Even so, as Bessie grew up, she could see that her parents were easy targets for white carpetbaggers and other opportunists who found ways to legally steal land from the few black landowners. Naive blacks would put an X on the dotted line of documents handed to them, effectively giving away their land. Bessie, who finished seventh grade, could read and write, so she was able to help protect her family’s rights. Plus she had a guardian angel of sorts: a white woman at the courthouse who looked after her family. “She said, `Don’t you sign nothing unless you get me to see it,'” Bessie recalls. “`They can’t make you sign. Bring them up here to me — I’ll fix them.’

“Well, see, she was nice. And that’s how it was. Some white people helped the colored people. Some didn’t.”

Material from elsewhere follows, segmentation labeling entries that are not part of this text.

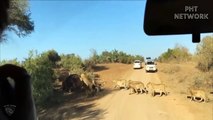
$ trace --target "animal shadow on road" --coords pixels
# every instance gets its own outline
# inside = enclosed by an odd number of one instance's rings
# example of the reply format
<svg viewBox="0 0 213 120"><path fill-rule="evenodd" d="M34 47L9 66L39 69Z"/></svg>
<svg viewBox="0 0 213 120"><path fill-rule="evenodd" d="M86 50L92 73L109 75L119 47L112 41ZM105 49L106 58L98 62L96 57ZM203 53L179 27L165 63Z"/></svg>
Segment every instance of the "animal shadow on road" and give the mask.
<svg viewBox="0 0 213 120"><path fill-rule="evenodd" d="M59 91L57 91L59 92ZM104 89L93 97L80 94L62 95L58 93L58 101L39 110L39 120L99 120L106 114L103 109L98 109L94 100L112 92Z"/></svg>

When Bessie got married, her husband wanted to move up North to seek his fortune. “White people come down here from Indiana and got colored folks,” she recalls. “They carried you up there and learned you how to make paper. My husband worked in the paper mill while I cleaned trolley cars. You had to pay the white people back for carrying you up there, though. It took a long time.” Disillusioned, Bessie’s husband decided to move them to Philadelphia and try his hand at carpentry.

They had a son, Wiley, whom she sent back to Alabama so her parents could care for him. But as the boy reached school age, her parents needed help. “My mother and father got old with nobody to see about them,” she says. Thieves would convince little Wiley to bring them money that his grandparents had hidden in the house.

Bessie headed home, by now with three other children in tow. “My husband refused to come back,” she says. “I said I would build him a house, but he said no. Like so many of them, he would drink and he would run around.”

So Bessie went back to the farm and raised her children as a single mom, picking cotton and milking cows. “We lived good,” she says. “We had peach trees and pear trees and pomegranate and pecan trees.” She never married again, although she had three more children. She was well-known for her skills as helper to the “baby catcher” — midwife — for anyone who needed the service. And in 1927 she did the unthinkable: She got herself a driver’s license and bought a car.